Problem while calculating the area of $S^2$ using differential forms

Question

I am trying to calculate the area of the semi-sphere $S^2_-$ using differential forms, I have the only local chart $(A,\phi,S^2_-)$ given by $A=\{(x,y)\in\mathbb{R}:x^2+y^2< 1\}$ and $\phi(x,y)={^t(-x, y, -\sqrt{1-x^2-y^2})}$.

Also I have the unitary normal vector field $N(x,y)={^t(-x, y, -\sqrt{1-x^2-y^2})}$, so that $\{N,\frac{\partial{\phi}}{\partial{x}},\frac{\partial{\phi}}{\partial{y}}\}$ form an oriented basis of $\mathbb{R}^3$.

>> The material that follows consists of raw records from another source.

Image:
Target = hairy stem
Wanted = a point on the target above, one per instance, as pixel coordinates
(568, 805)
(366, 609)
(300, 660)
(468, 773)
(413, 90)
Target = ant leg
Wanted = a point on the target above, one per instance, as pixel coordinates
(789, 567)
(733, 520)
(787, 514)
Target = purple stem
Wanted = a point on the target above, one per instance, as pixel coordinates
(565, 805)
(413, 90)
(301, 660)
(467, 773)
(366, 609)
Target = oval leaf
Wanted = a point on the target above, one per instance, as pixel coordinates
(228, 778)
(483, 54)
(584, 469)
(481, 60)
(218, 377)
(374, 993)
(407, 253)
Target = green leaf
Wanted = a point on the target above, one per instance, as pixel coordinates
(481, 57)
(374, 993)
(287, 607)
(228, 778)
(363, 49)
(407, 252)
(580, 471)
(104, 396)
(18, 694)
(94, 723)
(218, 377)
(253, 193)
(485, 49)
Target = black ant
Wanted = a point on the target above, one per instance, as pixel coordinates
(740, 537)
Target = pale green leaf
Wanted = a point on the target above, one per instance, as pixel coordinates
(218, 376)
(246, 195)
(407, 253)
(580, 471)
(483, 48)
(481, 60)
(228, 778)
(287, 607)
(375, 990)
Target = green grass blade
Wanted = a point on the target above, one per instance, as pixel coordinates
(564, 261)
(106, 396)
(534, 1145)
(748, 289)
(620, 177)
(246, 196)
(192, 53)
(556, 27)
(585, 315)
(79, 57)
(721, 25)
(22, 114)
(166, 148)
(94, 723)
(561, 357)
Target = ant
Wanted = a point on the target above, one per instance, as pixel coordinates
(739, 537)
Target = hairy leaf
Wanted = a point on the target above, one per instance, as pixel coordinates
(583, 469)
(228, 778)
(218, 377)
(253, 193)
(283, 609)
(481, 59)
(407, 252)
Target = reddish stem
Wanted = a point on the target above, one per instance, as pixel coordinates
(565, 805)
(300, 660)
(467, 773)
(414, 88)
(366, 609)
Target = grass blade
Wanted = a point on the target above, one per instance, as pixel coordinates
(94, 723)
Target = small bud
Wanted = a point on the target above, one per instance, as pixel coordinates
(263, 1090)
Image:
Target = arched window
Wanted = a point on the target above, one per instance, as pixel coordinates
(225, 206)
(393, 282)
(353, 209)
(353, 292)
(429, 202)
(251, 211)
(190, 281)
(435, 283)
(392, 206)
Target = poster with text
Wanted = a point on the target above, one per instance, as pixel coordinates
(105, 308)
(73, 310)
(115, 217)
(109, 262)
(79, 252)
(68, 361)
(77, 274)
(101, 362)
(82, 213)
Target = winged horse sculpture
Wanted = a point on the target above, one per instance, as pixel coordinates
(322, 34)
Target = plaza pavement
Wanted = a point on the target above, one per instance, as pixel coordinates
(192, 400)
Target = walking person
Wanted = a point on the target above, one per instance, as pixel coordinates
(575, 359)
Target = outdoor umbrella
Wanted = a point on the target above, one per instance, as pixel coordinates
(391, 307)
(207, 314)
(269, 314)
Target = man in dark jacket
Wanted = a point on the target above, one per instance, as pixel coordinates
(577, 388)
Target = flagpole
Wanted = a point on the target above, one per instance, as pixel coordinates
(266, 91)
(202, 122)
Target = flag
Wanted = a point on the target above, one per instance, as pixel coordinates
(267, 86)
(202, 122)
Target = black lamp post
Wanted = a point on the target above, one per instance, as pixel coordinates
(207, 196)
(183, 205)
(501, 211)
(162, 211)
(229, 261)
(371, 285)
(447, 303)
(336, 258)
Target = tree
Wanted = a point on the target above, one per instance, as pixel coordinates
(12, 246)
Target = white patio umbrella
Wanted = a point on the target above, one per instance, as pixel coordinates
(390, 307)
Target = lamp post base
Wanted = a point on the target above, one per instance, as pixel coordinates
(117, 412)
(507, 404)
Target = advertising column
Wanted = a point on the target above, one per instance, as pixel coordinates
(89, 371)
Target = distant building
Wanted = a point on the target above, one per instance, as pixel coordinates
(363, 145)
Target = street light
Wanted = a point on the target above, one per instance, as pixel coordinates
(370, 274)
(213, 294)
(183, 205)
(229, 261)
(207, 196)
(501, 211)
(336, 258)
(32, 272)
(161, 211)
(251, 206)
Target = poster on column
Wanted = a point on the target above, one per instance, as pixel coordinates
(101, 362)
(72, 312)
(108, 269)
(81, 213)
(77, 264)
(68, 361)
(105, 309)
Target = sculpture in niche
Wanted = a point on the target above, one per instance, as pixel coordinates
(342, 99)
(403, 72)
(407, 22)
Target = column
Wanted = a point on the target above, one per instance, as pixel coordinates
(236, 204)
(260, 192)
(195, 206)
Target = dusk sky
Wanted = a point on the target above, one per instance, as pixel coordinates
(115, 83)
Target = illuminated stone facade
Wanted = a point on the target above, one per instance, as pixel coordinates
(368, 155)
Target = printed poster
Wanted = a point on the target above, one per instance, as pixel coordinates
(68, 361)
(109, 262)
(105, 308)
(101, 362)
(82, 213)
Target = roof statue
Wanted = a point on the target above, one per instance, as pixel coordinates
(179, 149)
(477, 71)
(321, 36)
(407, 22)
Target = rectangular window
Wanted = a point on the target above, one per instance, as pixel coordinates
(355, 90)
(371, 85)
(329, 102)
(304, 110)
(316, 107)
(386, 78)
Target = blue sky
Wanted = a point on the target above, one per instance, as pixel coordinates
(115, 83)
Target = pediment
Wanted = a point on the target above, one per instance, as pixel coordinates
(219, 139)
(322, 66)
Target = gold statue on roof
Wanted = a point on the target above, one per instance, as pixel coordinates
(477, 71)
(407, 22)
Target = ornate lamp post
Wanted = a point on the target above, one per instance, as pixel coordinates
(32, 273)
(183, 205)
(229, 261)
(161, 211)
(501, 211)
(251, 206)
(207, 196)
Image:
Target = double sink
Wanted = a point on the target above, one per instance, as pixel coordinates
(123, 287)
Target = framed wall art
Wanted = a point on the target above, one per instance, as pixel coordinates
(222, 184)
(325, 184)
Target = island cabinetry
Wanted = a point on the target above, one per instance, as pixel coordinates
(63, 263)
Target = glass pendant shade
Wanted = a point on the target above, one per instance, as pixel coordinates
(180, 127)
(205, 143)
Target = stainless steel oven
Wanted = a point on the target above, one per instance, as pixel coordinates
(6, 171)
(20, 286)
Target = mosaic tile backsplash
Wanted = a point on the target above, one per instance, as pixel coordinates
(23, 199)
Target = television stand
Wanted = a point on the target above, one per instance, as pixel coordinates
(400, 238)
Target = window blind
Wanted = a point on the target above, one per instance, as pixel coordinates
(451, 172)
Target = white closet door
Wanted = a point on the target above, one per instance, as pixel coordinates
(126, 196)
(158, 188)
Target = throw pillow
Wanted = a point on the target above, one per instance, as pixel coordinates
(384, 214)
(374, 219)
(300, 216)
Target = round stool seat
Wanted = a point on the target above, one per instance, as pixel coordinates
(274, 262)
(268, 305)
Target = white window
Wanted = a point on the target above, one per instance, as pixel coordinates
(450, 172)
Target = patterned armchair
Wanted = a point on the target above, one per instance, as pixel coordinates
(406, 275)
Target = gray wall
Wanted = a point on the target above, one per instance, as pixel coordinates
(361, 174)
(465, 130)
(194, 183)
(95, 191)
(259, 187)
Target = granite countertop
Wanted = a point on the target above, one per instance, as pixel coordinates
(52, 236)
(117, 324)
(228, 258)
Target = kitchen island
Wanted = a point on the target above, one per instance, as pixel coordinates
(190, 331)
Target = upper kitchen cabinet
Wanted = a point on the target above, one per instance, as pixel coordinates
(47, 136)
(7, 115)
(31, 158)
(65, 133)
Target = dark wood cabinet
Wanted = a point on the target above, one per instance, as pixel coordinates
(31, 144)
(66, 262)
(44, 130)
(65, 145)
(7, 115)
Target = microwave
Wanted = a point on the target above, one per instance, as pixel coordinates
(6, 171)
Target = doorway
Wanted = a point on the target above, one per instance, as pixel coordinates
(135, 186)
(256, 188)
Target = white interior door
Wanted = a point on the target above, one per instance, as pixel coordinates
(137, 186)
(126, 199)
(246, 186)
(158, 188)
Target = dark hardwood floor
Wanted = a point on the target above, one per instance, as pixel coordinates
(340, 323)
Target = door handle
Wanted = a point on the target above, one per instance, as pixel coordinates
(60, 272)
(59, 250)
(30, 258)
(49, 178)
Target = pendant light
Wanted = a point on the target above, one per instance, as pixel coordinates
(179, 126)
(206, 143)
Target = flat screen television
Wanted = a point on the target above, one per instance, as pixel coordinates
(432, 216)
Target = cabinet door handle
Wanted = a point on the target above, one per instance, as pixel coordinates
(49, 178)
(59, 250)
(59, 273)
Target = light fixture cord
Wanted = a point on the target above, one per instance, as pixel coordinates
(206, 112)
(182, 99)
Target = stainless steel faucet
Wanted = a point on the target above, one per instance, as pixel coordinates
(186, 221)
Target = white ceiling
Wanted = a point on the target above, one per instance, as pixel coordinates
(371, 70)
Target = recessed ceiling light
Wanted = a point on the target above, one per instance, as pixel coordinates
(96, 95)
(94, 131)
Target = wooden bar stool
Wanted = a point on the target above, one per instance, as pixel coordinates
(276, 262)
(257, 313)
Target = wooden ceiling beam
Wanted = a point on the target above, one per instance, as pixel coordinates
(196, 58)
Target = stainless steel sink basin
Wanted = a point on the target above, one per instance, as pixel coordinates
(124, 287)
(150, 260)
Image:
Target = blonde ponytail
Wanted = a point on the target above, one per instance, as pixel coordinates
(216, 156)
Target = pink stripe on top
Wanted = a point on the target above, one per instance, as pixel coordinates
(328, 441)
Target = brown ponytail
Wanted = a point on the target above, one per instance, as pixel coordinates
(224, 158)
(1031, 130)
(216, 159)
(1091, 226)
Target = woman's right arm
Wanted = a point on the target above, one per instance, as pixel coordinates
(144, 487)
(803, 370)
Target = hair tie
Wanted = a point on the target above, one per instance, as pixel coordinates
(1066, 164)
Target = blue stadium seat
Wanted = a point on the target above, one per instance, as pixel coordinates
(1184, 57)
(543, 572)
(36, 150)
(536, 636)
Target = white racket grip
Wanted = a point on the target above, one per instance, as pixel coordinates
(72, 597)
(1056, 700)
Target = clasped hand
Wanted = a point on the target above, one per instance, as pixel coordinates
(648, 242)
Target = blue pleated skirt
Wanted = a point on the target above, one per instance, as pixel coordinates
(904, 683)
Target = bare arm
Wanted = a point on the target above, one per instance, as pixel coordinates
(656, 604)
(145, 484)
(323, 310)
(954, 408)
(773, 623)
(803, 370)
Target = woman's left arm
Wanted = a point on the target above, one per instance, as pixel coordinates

Now if I calculate by hand $\phi^*(\iota(N)dx\wedge dy\wedge dz)$ I get \begin{align} &\phi^*(-xdy\wedge dz-y dx\wedge dz-\sqrt{1-x^2-y^2}dx\wedge dy)\\ &=-(-x)dy\wedge\left(\frac{x}{\sqrt{1-x^2-y^2}}dx+\frac{y}{\sqrt{1-x^2-y^2}}dy\right)\\ &\qquad-yd(-x)\wedge\left(\frac{x}{\sqrt{1-x^2-y^2}}dx+\frac{y}{\sqrt{1-x^2-y^2}}dy\right)\\ &\qquad-\sqrt{1-x^2-y^2}d(-x)\wedge dy\\ &=\left(\frac{-x^2}{\sqrt{1-x^2-y^2}}+\frac{y^2}{\sqrt{1-x^2-y^2}}+\sqrt{1-x^2-y^2}\right)dx\wedge dy \end{align}

so $\int_{S^2_-}\iota(N)dx\wedge dy\wedge dz=\int_{A}\phi^*(\iota(N)dx\wedge dy\wedge dz)=\int_A \frac{1-2x^2}{\sqrt{1-x^2-y^2}}dxdy$.

At this point I know there is a mistake because last integral should be $\int_A \frac{1}{\sqrt{1-x^2-y^2}}dxdy$ but I really can't figure out where this mistake is.

Answer 1

Your $N$ is already pulled back. In the formula for the area $2$-form, i.e., $i(N)dx\wedge dy\wedge dz$, $N$ is of course given in the usual $\Bbb R^3$ coordinates. Thus, you have an extra $-1$ in the $dy\wedge dz$ term.

Answer 2

There's an extra minus sign in the definition of the normal vector field: it should be $$\mathbf{N}=\left(x,y,-\sqrt{1-x^2-y^2}\right).$$ Indeed, consider the point $(1,0,0)$ of the sphere, whose normal vector should be $(1,0,0)$ and not $(-1,0,0)$ since the normal vector by definition points outward and not inward. After fixing that, letting $$\gamma=\iota(\mathbf{N})(dx\wedge dy\wedge dz)=x\,dy\wedge dz - y\,dx\wedge dz -\sqrt{1-x^2-y^2}\,dx\wedge dy$$ be the area form, by definition $$Area(S^2_{-}) = \int_{[S^2_{-}]} \gamma = \int_A \phi^{\star}(\gamma)$$ where \begin{align*} \phi^{\star} (\gamma) &= -x\, dy \wedge \left( \frac{x}{\sqrt{1-x^2-y^2}}dx + \frac{y}{\sqrt{1-x^2-y^2}}dy \right) \\ & \ \ \ \ - y\, d(-x) \wedge \left( \frac{x}{\sqrt{1-x^2-y^2}}dx + \frac{y}{\sqrt{1-x^2-y^2}}dy \right) \\ &\ \ \ \ -\sqrt{1-x^2-y^2}\, d(-x)\wedge dy \\ &= \left(\frac{x^2}{\sqrt{1-x^2-y^2}} +\frac{y^2}{\sqrt{1-x^2-y^2}} +\sqrt{1-x^2-y^2}\right)\,dx\wedge dy \\ &= \frac{1}{\sqrt{1-x^2-y^2}}\,dx\wedge dy\end{align*} and you can then proceed as you intended to.